Eine Augenbraue als Fingerzeig
Seinen internationalen Durchbruch als Schriftsteller hatte Merz 1997 mit «Jakob schläft. Eigentlich ein Roman». In dem gerade einmal 80 Seiten umfassenden Werk lässt er das mittlere Kind einer Bäckersfamilie von den Kindheits- und Jugendtagen erzählen: vom Vater, der an Epilepsie leidet, der schwermütigen Mutter, dem älteren Bruder, der tot geboren wird, und dem jüngeren, der mit einem Wasserkopf zur Welt kommt. Es ist Merz’ eigene Familiengeschichte. Knapp und klar zu Papier gebracht.
«Ich schreibe skrupulös», sagt Merz über den eigenen Stil. Der «Duden» definiert dies mit «peinlich genau». Seine Texte lässt der Schriftsteller wann immer möglich etwas liegen, ehe er sich ihnen aufs Neue widmet. Liest Ehefrau Selma, eine ehemalige Psychotherapeutin, seine Zeilen laut vor, achtet er auf den kleinsten Fingerzeig von ihr; dieser könne sich manchmal auch nur in einer ganz leicht hochgezogenen Augenbraue bei ihr zeigen. «Ich arbeite an kurzen Sachen lang» – das ist einer dieser Merz-Sätze, die es auf den Punkt bringen.
Er habe nie schreiben wollen, um davon zu leben, sondern leben, um zu schreiben. Deshalb war Merz auch erschrocken, als er irgendwann doch allein von der Schriftstellerei leben konnte. Nach einer Zeit als Vollzeit-Sekundarlehrer und Rektor in seinem Wohnort Unterkulm unterrichtete er nur noch Teilzeit als Dozent für Sprache und Kultur an der Schweizerischen Bauschule Aarau. «Zuletzt waren das montags noch vier Stunden. Meine Kollegen scherzten deshalb ‹Der kommt nur noch zu uns, damit er weiss, wann die Woche anfängt.›»

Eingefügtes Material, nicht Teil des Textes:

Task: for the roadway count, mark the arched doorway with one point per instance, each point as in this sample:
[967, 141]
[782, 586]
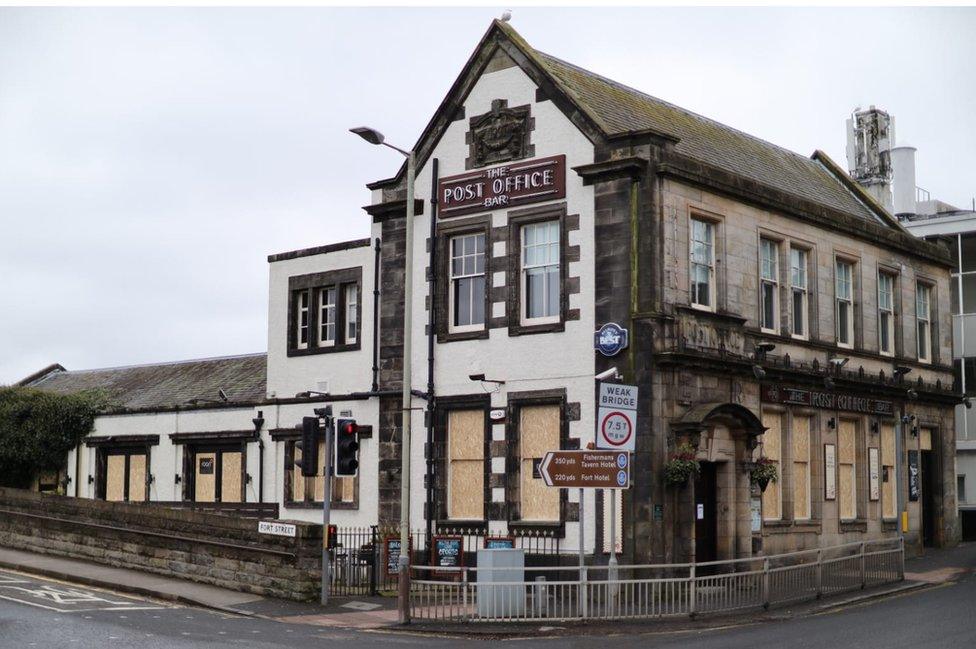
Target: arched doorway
[714, 519]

Seine geklonte Schreibstube
Dabei ist Schreiben – und insbesondere bei Merz das Kürzen (oder «Ausholzen», wie er es nennt) – keine einfache Arbeit. «Ich kann Worte nicht erzwingen.» Ein enger literarischer Freund, sein Schriftstellerkollege Markus Werner, habe einst die Feststellung getroffen: «Schreiben ist Wartekunde – man müsse dafür des Wartens kundig sein.» Das treffe voll und ganz auch auf ihn zu, sagt Merz.
So gewöhnlich die Schreibstube im Haus des Aargauer Schriftstellers auf den ersten Blick erscheinen mag, genau dieses gewohnt Gewöhnliche ist für ihn wichtig: Der Schreibtisch steht so, dass das Licht von links auf die Schreibhand fällt. «Mein gewohnter Blick geht stets in den Raum hinein, aber links aus dem Fenster behalte ich die Welt im Auge – das ist mein System.» Und dieses System funktioniert für Merz überall. Ob bei vergangenen Auslandsaufenthalten in Paris, London und Berlin oder in Venedig – an Orten, wo er schreibt, sorgt er zuerst für das gewohnt gewöhnliche Umfeld. «Meine Frau und unsere Kinder sagen dann immer: ‹Jetzt hat er wieder sein Zimmer geklont.›»
Merz mag zwar das Gewohnte. Gewöhnlich ist das deshalb für ihn aber nicht. So setzt er etwa bei der Gestaltung seiner Buchcover seit 40 Jahren auf einen Mann: Heinz Egger. Die Kunstwerke des Oberaargauers zieren auch Merz’ Schreibstube – und das sogar als Originale.